Earth Lagrange/Trojan asteroids
--Sharing Earth's orbit--

Martin Connors
Centre for Natural and Human Science, Athabasca University, Athabasca Alberta CANADA

Christian Veillet
Canada-France-Hawaii Telescope, Mauna Kea, Hawaii USA

Paul Wiegert
Dept. of Physics, UWO, London Ontario, N6A 3K7 CANADA

Kimmo Innanen
Dept. of Physics and Astronomy, York University, Toronto Ontario, M3J 1P3 CANADA

Seppo Mikkola
Tuorla Observatory, University of Turku, 21500 Piikkio FINLAND

If you put an asteroid exactly on the same orbit as the Earth, what would happen? Would it stay on the orbit? Drift away? Or crash into our planet? The answer depends on exactly where you place the asteroid.
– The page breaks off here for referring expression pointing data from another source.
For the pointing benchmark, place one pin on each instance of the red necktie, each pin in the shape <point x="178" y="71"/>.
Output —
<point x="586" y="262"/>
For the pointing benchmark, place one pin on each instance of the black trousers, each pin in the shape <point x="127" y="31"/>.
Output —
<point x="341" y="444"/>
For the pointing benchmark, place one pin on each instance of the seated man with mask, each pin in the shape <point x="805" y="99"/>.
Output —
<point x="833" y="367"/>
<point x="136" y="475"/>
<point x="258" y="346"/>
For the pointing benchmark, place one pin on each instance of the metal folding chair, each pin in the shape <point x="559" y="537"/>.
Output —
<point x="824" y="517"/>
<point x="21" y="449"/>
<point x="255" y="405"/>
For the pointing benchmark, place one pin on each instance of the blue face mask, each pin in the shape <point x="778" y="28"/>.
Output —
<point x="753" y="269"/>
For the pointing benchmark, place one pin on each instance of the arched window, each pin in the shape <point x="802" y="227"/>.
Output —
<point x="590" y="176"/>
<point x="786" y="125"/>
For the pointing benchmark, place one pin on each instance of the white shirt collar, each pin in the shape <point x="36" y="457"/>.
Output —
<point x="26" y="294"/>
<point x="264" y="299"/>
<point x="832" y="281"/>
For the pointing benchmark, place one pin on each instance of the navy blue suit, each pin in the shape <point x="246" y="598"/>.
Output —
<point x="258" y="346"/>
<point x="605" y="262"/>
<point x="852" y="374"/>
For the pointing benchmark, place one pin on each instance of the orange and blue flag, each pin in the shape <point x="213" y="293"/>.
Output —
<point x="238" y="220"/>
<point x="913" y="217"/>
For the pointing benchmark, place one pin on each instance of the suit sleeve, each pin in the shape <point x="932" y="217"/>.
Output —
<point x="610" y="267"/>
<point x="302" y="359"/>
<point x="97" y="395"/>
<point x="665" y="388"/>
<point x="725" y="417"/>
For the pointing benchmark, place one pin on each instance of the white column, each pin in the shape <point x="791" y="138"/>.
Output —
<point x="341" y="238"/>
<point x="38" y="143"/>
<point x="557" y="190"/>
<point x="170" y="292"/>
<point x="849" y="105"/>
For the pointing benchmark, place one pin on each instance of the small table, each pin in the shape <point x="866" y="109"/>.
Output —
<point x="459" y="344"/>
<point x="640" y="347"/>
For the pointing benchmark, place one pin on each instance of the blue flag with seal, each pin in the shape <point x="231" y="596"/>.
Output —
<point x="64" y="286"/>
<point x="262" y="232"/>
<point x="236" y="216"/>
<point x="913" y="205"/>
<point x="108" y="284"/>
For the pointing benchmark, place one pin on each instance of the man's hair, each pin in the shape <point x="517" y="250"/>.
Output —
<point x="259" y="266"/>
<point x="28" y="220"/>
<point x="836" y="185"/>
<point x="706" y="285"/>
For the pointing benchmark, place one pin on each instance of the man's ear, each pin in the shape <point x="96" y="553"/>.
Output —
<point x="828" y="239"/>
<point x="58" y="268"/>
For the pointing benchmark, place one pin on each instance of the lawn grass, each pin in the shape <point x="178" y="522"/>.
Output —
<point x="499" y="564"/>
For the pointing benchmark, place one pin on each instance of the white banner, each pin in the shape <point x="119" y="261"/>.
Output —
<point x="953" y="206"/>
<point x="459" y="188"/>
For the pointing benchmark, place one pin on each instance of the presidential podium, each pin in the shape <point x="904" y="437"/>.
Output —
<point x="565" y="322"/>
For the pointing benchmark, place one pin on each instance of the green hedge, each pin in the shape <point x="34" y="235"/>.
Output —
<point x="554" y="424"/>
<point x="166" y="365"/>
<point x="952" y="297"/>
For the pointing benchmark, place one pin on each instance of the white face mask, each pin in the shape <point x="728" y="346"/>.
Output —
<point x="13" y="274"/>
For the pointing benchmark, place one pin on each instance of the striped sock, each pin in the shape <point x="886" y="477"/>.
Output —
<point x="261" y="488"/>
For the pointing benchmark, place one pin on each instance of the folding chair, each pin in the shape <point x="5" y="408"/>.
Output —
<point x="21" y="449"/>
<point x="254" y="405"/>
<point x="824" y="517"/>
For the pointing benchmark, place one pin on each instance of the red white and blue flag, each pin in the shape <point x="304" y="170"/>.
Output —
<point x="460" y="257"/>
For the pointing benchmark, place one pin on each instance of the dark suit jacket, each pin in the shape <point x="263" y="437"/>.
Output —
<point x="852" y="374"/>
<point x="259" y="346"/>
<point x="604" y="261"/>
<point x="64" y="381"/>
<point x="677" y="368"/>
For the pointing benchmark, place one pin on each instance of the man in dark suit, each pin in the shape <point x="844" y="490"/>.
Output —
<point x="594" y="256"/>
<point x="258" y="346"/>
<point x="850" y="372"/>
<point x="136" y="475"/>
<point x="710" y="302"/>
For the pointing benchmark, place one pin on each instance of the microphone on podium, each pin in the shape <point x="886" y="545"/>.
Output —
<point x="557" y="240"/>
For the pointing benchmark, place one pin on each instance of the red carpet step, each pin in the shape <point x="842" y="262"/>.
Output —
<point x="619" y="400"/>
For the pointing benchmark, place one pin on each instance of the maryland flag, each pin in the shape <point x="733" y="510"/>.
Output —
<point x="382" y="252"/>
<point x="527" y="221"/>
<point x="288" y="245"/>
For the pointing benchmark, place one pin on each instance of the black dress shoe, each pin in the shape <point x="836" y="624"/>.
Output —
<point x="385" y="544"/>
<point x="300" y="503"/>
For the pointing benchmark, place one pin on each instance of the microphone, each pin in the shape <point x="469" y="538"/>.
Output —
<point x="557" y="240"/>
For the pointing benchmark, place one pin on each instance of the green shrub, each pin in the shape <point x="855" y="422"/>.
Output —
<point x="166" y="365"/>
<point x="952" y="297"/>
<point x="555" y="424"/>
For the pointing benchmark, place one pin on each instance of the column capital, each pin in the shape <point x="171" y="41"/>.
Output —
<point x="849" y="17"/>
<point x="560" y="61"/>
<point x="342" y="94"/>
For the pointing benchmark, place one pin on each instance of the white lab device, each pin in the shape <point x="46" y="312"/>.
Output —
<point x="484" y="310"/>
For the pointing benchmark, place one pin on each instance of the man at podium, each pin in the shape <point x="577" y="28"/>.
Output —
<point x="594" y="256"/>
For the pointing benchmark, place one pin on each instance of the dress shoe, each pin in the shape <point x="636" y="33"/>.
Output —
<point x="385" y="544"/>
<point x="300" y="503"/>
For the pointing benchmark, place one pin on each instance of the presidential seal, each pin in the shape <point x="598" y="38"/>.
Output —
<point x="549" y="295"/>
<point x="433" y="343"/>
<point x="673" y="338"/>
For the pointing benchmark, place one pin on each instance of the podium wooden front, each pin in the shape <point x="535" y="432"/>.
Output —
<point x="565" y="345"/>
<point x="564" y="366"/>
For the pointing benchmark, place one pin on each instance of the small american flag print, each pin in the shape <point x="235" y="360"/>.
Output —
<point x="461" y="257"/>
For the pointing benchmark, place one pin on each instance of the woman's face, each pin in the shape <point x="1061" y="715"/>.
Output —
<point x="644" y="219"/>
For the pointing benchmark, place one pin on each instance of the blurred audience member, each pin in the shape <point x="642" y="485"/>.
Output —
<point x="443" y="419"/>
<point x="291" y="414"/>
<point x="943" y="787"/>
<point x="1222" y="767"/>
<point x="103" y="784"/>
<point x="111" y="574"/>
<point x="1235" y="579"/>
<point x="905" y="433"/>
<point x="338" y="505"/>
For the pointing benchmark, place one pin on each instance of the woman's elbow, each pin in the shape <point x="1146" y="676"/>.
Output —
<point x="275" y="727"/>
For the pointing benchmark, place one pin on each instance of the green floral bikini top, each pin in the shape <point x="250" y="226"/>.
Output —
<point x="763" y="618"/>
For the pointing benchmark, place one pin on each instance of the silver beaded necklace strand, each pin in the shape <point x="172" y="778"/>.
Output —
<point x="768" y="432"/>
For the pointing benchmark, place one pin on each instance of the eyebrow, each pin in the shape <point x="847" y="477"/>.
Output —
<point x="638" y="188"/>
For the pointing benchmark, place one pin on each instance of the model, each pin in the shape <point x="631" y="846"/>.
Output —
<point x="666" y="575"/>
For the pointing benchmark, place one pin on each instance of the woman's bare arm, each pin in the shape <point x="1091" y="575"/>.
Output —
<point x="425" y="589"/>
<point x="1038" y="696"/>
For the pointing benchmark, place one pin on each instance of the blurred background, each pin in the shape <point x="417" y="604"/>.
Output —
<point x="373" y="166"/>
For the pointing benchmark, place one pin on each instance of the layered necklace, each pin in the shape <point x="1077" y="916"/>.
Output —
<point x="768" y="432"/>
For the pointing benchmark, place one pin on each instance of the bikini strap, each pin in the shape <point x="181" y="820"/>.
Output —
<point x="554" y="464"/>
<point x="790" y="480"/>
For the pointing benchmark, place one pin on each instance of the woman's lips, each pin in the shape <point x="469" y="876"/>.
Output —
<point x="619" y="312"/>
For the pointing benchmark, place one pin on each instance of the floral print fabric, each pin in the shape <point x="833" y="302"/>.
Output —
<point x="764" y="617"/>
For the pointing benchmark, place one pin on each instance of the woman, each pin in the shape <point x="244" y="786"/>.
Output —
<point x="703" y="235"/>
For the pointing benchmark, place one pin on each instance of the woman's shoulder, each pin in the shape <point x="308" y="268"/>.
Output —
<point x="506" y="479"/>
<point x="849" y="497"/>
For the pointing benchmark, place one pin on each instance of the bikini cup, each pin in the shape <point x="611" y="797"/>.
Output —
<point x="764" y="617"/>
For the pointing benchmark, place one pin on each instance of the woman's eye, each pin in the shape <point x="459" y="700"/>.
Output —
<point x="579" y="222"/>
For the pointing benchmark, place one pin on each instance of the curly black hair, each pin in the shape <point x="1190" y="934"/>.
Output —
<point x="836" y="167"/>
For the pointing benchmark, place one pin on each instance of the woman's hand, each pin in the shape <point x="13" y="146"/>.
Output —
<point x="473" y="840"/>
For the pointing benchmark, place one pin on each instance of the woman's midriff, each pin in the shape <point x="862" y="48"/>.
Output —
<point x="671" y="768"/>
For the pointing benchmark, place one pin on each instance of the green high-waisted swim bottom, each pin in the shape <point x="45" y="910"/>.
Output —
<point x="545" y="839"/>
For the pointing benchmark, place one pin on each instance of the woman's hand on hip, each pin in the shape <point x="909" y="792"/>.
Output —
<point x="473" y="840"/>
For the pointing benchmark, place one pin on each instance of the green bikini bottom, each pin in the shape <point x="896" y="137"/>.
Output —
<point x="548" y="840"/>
There are five points on or near the Earth's orbit, known as the Lagrange points, where an asteroid will remain stationary with respect to the Earth. The locations of the Lagrange or L-points are shown below.

Asteroids placed anywhere else will drift around in various ways depending on where they have been placed.

If asteroids were placed exactly on the L-points and there were no perturbations (not even the small ones caused by the other planets in the Solar System), they would stay there indefinitely. But because there are these perturbations, asteroids at the L1, L2 and L3 points will wander away over time: only the L4 and L5 points are stable. And thus, there may be asteroids orbiting there. It is the objective of this collaboration to discover them.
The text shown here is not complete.